Q2. Do Gemini CLI remote code execution vulnerabilities exist in non-headless environments?
No, only Gemini CLI running in headless environments (CI environment) is vulnerable. Interactive Gemini CLI running with a graphical interface is not affected; the reasons for this include that folder trust requires user confirmation.
Q3. How do I determine whether or not my GitHub Actions workflows are vulnerable?
You can review your workflow files for uses: google-github-actions/run-gemini-cli. If the version is below 0.1.22, your workflow is vulnerable; you need to upgrade your workflow to at least 0.1.22. Also, check whether GEMINI_TRUST_WORKSPACE: 'true' in untrusted inputs exists because that will cause the same vulnerable behavior.
Q4. Is there a connection between Cursor's Git hook vulnerability (CVE-2026-26268) and the flaw identified in the Gemini CLI software?
Yes, both vulnerabilities arise from the use of AI agents that accept untrusted data from repositories. The vulnerability in Gemini CLI is an RCE (Remote Code Execution) that takes advantage of automatic trusting of folder-based configuration files.
The vulnerability in Cursor is located in the use of Git hooks in bare repositories. There are similarities in that both (Cursor and Gemini) vulnerabilities exist because of a lack of proper sandboxing for the AI being able to operate on untrusted input.
Q5. Can a person exploit the Gemini CLI RCE through a public GitHub pull request (PR)?
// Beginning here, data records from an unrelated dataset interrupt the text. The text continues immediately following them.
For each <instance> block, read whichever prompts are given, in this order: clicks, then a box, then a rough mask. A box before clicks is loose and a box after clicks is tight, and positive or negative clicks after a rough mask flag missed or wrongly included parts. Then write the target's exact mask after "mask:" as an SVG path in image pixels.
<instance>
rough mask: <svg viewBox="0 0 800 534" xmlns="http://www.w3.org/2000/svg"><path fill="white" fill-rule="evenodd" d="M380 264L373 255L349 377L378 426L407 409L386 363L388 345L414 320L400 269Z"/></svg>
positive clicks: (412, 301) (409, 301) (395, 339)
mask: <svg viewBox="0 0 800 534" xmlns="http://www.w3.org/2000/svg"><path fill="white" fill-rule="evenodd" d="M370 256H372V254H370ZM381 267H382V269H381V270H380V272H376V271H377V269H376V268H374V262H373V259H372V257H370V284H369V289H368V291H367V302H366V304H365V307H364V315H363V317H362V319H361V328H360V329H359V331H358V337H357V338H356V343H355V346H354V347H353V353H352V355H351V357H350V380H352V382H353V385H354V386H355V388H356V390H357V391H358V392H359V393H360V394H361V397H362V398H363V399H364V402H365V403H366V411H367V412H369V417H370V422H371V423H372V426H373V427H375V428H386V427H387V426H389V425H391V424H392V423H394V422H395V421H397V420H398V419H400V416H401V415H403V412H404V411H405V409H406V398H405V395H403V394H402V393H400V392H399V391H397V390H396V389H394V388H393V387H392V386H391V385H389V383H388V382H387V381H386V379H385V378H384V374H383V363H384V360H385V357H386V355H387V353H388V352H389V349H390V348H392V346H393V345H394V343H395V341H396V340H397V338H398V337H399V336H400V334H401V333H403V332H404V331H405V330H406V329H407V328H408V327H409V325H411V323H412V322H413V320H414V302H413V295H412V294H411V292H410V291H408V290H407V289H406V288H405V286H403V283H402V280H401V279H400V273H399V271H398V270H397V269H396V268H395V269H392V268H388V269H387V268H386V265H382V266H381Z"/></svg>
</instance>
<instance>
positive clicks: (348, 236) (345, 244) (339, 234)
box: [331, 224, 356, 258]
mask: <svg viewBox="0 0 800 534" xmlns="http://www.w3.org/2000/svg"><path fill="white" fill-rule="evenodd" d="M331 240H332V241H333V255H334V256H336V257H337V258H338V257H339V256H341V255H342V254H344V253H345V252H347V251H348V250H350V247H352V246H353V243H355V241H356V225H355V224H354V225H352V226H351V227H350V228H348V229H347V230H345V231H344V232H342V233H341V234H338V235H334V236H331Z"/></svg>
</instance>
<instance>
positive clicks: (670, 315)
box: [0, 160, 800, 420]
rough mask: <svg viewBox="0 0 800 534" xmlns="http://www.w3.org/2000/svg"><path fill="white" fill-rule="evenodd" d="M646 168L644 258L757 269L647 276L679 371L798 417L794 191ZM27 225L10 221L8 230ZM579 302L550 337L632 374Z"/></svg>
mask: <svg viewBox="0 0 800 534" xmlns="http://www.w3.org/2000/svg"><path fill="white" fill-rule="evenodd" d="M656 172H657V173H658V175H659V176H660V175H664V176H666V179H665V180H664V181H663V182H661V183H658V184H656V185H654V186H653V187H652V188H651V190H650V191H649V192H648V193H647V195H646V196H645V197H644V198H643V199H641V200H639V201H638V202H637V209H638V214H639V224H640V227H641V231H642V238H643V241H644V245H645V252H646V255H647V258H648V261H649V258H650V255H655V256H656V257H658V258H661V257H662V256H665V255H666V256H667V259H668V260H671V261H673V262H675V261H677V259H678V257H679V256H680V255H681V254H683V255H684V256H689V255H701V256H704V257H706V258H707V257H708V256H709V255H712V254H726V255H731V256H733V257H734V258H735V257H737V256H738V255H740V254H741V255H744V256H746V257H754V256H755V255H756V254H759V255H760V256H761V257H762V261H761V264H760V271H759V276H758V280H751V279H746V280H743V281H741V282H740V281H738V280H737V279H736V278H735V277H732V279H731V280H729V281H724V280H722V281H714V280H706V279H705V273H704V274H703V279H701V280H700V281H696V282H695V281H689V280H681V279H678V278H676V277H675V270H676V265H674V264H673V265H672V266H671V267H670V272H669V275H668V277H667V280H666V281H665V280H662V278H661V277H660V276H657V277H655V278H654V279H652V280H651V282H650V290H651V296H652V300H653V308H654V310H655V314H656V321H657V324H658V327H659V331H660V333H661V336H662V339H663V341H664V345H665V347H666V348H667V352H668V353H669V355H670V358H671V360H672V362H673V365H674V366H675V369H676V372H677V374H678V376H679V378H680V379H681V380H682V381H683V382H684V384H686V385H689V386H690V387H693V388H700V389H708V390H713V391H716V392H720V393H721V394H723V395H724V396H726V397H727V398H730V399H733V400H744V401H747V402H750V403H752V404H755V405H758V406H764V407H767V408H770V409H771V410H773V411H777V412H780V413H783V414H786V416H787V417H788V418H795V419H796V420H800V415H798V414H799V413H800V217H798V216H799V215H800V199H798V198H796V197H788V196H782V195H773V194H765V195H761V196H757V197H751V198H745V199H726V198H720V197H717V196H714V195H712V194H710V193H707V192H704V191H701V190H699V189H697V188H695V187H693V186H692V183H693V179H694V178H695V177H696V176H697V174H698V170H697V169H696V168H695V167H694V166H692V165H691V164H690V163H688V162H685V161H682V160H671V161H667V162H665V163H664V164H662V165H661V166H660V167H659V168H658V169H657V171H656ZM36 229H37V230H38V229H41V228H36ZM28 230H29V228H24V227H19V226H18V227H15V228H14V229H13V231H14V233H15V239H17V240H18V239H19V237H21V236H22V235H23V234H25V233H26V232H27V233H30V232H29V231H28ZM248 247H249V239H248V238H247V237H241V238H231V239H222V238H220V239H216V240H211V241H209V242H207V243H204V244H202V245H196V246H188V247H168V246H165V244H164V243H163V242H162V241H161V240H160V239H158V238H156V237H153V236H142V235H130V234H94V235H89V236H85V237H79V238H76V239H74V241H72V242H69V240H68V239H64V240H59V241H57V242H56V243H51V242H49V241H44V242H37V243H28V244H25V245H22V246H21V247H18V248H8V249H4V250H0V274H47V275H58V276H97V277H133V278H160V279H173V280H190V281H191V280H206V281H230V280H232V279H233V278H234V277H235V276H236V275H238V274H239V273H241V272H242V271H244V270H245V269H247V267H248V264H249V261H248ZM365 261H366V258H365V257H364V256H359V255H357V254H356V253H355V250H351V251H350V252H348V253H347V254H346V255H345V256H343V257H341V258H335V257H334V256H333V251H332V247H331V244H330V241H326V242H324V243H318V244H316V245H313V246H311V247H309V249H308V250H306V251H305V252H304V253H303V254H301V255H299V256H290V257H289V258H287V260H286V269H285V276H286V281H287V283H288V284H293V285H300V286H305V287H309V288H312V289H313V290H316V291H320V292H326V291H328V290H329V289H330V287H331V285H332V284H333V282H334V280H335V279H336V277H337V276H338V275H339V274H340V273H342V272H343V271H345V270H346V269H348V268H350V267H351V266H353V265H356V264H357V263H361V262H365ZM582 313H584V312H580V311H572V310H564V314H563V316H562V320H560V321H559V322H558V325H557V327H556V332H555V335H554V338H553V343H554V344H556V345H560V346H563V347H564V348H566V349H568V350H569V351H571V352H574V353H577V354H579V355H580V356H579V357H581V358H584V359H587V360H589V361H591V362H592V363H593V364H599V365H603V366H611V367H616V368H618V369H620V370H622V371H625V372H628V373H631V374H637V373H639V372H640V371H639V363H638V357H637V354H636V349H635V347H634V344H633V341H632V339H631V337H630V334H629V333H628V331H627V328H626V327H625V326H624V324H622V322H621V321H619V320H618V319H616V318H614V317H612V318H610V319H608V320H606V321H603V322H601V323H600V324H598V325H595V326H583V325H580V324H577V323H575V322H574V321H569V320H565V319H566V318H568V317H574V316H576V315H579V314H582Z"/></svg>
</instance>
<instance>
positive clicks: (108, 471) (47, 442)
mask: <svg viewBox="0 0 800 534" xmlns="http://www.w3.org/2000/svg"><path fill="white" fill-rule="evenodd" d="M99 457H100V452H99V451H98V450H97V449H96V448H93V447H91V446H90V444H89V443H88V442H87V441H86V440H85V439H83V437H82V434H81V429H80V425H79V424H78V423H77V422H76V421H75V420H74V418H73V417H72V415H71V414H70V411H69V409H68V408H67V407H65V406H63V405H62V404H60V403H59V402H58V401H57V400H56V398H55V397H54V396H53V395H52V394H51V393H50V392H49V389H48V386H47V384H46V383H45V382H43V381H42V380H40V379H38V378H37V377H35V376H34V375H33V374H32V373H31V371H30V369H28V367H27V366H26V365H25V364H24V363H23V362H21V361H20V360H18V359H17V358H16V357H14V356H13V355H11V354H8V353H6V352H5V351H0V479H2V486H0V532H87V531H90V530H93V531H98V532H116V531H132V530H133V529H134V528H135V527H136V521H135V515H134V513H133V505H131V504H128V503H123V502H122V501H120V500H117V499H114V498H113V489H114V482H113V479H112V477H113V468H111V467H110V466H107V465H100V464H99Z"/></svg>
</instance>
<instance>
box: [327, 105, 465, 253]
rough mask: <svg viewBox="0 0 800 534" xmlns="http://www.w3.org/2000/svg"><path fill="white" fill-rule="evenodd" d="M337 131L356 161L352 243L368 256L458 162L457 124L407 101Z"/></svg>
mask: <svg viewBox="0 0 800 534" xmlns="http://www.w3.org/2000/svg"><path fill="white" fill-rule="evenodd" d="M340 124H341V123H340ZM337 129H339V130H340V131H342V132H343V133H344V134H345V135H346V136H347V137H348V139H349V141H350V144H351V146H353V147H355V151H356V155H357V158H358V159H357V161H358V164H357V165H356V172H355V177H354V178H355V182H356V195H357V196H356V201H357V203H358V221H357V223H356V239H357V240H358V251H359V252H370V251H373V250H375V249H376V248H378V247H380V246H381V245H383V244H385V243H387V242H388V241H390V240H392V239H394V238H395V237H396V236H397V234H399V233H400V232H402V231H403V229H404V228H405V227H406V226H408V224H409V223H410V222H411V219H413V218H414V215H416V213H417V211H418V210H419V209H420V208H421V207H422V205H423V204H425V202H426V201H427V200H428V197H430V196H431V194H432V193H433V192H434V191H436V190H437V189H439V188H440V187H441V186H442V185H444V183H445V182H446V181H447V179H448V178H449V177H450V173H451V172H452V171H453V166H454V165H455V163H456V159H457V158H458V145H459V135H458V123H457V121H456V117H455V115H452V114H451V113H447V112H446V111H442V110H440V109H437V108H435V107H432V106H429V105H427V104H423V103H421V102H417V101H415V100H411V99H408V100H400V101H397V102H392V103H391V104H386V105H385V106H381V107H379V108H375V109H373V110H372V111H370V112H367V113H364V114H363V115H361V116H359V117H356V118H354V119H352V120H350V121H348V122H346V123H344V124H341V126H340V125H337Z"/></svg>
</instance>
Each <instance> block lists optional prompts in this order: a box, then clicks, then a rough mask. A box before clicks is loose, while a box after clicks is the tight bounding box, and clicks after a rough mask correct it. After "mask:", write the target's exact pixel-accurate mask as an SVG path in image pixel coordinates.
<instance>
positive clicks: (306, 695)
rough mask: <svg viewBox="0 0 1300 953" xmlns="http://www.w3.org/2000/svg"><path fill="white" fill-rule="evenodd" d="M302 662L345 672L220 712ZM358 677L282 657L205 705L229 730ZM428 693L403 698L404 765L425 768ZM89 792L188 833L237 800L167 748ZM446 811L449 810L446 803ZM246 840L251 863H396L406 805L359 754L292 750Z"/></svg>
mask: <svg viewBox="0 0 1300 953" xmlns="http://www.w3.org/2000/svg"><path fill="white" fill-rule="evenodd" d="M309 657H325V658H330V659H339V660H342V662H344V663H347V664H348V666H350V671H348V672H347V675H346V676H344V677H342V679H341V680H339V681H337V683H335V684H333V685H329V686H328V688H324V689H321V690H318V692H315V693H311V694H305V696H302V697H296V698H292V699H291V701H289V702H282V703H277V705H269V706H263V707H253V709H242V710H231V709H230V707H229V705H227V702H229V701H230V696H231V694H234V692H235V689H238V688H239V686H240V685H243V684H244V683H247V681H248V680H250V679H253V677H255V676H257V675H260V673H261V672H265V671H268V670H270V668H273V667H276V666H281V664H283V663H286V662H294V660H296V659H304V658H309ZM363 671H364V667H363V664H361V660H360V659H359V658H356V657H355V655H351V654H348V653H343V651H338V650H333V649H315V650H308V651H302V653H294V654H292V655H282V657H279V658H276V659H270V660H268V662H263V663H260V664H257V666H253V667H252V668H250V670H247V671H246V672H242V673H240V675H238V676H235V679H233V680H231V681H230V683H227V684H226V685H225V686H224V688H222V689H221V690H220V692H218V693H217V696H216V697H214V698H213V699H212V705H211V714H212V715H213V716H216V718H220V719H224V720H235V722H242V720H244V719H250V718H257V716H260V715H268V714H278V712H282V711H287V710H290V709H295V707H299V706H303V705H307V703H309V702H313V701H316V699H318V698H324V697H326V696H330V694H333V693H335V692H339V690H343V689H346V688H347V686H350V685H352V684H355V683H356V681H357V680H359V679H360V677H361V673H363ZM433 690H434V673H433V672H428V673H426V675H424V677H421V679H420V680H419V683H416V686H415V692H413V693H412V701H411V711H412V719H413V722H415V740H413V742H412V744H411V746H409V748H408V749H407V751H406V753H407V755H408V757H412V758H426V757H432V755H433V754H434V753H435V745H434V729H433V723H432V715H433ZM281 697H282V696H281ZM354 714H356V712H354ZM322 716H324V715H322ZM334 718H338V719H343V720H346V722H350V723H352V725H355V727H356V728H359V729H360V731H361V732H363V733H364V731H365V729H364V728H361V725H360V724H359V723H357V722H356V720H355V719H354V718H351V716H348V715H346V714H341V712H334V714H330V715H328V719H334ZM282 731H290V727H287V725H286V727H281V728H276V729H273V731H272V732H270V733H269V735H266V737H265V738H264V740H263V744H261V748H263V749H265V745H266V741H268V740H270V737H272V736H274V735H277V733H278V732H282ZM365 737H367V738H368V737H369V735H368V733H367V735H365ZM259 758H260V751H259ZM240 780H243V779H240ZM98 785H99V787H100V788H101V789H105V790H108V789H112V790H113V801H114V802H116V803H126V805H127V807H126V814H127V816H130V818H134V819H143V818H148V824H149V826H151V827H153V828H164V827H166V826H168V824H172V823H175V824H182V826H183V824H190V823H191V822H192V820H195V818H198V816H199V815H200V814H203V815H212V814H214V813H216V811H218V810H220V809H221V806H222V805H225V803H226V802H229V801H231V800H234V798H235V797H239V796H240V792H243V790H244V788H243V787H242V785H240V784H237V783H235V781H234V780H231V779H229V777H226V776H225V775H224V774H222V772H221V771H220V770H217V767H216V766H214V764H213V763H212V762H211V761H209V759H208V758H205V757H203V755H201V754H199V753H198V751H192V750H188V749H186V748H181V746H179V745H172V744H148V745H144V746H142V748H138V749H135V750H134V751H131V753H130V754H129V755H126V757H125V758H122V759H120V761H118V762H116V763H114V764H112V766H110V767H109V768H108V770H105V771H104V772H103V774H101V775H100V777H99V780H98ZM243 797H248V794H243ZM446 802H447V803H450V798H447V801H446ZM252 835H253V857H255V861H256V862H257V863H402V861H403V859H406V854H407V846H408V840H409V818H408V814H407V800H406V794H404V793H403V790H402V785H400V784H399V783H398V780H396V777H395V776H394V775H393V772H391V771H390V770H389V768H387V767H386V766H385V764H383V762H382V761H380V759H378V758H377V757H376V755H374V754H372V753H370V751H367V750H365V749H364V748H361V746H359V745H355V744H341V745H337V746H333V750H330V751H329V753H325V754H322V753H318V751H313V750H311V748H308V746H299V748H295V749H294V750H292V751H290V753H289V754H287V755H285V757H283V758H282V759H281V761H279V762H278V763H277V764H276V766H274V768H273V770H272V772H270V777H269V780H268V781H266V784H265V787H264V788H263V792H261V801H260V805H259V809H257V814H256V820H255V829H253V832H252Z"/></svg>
Yes, a malicious attacker could exploit the Gemini CLI RCE in this way and that is how the vulnerability is designed to be used. By submitting a PR that contains a specially crafted .gemini/config file, the attacker would cause the CI/CD (Continuous Integration/Continuous Deployment) process to execute the command encapsulated in the malicious file, without having to have any special access or permission to do so.